Lagarde: "Bitcoin Will Not Be Adopted as Reserve Asset by ECB Member States"
ECB Cuts Key Interest Rates Amid Economic Slowdown Concerns
Emphasizes Safety and Liquidity of Reserve Assets; Warns Against Money Laundering Risks
Trump's Virtual Asset Remarks and Eurozone's Negative Growth Highlighted
Christine Lagarde, President of the European Central Bank (ECB), stated on the 30th (local time) that she is confident "Bitcoin will not be introduced as reserve assets by any central bank belonging to the ECB General Council," Bloomberg reported.
At a press conference held in Frankfurt, Germany, Lagarde said, "Reserve assets must be liquid and safe, and should not be subject to suspicions of money laundering or other criminal activities," conveying her negative stance on the introduction of Bitcoin as reserve assets to the European Union (EU) member states, adding that this view is held by the Governing Council and probably also by the General Council.
The ECB General Council includes all EU member states, unlike the Governing Council, which only consists of central bank governors from the Eurozone (20 countries using the euro). Regarding recent remarks by Ale? Michl, Governor of the Czech National Bank, who mentioned considering purchasing Bitcoin as about 5% of reserve assets for diversification, Lagarde said, "I had a good conversation with him," and that Governor Michl also agreed that reserve assets must be safe.
Earlier, during last year's presidential election campaign, U.S. President Donald Trump said, "I will make the United States the capital of virtual assets" and "I will stockpile Bitcoin as a strategic asset."
On the same day, the ECB lowered the deposit rate by 0.25 percentage points from 3.00% to 2.75%, and the main refinancing rate by 0.25 percentage points from 3.15% to 2.90% through its monetary policy meeting. This decision came amid growing concerns about economic slowdown as the Eurozone's GDP growth rate for the fourth quarter of last year was recorded at 0.0% compared to the previous quarter. Notably, Germany and France, considered the Eurozone's 'Big 2,' recorded negative growth rates of -0.2% and -0.1%, respectively.
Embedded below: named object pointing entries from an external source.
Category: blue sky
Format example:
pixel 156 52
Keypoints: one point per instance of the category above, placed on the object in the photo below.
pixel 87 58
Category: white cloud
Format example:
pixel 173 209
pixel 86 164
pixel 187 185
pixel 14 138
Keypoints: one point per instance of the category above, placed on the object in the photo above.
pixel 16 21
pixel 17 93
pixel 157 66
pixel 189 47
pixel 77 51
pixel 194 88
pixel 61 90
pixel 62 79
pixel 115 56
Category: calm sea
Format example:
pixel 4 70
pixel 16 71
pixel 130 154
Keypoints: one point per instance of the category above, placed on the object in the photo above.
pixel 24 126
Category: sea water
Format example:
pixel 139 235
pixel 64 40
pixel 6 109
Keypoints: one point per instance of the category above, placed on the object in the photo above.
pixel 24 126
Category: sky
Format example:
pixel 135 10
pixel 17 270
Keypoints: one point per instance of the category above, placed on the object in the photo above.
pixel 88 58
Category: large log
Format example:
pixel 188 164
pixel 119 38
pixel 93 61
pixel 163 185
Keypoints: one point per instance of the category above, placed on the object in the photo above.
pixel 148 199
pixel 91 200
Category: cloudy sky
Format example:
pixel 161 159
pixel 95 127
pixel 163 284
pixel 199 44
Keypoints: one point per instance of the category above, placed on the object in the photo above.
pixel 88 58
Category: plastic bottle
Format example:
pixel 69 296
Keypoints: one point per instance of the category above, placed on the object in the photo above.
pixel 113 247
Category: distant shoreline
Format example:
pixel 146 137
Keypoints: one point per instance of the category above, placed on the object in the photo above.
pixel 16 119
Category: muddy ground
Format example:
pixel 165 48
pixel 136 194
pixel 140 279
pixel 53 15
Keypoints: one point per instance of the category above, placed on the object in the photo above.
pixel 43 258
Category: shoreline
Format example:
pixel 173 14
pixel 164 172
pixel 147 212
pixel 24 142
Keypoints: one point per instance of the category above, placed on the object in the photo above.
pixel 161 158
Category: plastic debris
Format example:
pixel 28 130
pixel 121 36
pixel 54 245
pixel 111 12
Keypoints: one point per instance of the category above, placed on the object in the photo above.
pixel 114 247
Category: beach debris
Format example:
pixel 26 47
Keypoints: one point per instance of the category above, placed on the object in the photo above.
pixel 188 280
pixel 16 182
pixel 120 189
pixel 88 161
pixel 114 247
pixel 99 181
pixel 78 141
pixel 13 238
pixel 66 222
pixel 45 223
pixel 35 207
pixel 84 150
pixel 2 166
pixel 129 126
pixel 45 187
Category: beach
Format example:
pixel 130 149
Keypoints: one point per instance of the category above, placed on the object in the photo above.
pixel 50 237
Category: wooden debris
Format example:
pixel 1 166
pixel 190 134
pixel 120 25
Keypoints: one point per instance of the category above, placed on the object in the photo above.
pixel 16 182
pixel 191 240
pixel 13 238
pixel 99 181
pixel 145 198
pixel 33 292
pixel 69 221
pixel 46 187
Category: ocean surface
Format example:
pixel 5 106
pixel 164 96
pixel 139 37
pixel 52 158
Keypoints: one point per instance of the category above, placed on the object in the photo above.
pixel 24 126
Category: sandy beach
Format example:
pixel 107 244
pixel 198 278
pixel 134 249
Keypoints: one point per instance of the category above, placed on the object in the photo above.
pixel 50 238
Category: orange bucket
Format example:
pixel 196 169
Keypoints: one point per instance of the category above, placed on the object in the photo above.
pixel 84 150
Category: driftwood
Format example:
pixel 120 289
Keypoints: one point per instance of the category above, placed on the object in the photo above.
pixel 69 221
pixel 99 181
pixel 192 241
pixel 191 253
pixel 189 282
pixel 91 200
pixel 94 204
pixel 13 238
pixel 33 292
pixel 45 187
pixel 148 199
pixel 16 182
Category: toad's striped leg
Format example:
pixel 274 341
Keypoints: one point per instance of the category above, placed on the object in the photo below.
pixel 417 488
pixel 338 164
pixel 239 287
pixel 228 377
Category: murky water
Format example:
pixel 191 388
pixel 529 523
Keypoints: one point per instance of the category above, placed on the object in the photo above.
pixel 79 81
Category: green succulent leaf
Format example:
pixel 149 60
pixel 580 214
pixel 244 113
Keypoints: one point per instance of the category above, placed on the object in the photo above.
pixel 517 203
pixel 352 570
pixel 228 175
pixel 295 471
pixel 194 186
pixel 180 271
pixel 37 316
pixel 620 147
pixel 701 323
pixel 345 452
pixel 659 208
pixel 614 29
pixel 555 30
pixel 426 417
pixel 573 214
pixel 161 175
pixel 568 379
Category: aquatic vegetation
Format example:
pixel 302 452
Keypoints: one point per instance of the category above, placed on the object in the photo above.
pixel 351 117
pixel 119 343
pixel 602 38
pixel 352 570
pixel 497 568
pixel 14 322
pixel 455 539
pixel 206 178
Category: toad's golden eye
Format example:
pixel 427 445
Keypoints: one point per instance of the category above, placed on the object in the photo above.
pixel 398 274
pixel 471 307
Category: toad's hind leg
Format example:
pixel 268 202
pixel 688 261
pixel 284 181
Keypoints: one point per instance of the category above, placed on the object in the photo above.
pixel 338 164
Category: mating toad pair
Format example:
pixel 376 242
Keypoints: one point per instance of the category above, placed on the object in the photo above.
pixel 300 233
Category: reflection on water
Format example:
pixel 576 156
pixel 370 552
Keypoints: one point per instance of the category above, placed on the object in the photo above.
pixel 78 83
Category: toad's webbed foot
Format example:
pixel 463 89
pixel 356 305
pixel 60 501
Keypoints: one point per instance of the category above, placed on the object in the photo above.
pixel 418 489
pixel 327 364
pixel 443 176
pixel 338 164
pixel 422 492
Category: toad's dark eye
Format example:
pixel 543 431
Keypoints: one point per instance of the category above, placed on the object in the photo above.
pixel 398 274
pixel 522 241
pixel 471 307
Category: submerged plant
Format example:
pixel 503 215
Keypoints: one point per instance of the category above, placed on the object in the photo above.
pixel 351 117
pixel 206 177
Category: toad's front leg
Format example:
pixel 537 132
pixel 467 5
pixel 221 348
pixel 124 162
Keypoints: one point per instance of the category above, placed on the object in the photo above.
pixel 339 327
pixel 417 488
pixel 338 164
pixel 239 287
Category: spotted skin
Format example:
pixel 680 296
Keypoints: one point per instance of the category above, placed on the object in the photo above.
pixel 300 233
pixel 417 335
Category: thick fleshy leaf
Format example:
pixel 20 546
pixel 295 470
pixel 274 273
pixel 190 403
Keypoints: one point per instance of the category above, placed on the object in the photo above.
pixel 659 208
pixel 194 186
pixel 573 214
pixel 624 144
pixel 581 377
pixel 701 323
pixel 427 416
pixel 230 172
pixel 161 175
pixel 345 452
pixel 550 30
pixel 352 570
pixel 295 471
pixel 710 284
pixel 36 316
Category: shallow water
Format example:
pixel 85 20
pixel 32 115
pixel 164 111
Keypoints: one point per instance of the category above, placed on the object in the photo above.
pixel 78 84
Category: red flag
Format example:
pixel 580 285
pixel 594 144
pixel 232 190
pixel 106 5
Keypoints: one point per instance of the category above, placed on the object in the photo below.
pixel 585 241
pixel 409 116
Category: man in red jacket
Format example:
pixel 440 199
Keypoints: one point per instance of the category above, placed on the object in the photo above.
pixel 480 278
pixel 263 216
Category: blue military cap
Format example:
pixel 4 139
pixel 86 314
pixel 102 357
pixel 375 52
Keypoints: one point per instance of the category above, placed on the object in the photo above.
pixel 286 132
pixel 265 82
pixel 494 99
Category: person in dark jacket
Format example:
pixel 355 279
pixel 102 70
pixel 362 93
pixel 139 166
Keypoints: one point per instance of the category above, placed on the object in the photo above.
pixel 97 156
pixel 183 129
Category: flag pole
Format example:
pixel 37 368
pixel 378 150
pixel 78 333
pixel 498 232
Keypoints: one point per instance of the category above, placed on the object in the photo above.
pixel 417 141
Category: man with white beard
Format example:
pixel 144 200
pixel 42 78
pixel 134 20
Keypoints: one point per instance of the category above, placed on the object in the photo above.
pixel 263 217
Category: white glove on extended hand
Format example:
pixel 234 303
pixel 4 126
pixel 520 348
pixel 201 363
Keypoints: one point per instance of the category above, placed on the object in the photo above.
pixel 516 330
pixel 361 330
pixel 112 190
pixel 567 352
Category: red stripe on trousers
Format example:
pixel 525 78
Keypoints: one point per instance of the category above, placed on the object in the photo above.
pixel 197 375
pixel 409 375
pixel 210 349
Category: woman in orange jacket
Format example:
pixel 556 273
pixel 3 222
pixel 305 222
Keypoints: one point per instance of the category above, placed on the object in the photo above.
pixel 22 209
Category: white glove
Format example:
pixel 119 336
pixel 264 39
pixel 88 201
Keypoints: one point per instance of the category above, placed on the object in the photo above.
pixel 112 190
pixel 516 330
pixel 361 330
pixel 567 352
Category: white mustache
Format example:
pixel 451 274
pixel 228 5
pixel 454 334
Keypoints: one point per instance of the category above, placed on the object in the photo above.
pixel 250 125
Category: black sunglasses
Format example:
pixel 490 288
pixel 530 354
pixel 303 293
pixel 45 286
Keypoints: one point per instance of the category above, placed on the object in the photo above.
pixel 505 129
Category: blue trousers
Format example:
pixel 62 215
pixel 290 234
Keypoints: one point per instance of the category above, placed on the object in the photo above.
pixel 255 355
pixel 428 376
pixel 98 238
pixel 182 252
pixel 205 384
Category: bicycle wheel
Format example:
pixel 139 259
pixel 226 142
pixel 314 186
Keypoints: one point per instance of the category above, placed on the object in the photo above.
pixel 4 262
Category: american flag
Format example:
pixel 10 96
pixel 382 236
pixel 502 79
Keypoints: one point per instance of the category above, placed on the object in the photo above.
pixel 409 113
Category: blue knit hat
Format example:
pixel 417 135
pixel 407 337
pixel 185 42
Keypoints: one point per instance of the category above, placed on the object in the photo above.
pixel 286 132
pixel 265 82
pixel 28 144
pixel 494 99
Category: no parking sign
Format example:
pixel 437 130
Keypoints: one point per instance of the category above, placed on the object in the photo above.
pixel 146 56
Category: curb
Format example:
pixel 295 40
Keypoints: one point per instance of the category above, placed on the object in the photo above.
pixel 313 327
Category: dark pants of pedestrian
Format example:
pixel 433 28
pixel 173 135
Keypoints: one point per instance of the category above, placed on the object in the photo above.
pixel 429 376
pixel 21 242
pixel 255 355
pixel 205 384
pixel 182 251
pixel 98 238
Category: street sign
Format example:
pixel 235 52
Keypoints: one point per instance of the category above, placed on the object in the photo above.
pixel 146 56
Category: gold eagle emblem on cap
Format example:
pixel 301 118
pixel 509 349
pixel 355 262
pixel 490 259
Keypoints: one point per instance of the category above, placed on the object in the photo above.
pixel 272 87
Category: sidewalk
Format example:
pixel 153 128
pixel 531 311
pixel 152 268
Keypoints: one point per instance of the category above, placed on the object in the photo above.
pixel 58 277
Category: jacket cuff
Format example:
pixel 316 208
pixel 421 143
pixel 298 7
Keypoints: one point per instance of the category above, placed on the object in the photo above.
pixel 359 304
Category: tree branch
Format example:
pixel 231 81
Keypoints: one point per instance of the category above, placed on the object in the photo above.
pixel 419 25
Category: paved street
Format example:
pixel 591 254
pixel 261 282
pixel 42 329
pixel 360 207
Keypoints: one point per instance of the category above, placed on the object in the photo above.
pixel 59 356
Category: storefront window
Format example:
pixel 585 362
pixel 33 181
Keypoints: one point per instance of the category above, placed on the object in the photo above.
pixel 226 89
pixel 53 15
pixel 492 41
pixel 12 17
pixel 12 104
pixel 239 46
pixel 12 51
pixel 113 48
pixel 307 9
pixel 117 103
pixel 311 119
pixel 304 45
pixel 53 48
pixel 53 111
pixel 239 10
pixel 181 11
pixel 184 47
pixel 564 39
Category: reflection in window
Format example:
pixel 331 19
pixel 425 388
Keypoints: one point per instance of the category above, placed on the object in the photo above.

Lagarde said, "The pace, sequence, and scale of (interest rate cuts) will be determined based on data and analysis collected in the future," adding, "We know the direction of the journey regarding monetary policy." She also expressed concern about President Trump's tariff policies, saying they "will have a global negative impact."
Since September last year, the ECB has maintained a path of interest rate cuts by lowering key policy rates by a total of 125 basis points (1 bp = 0.01 percentage points) over four occasions. Market forecasts suggest that the ECB will lower rates again in March and cut an additional total of 70 basis points this year.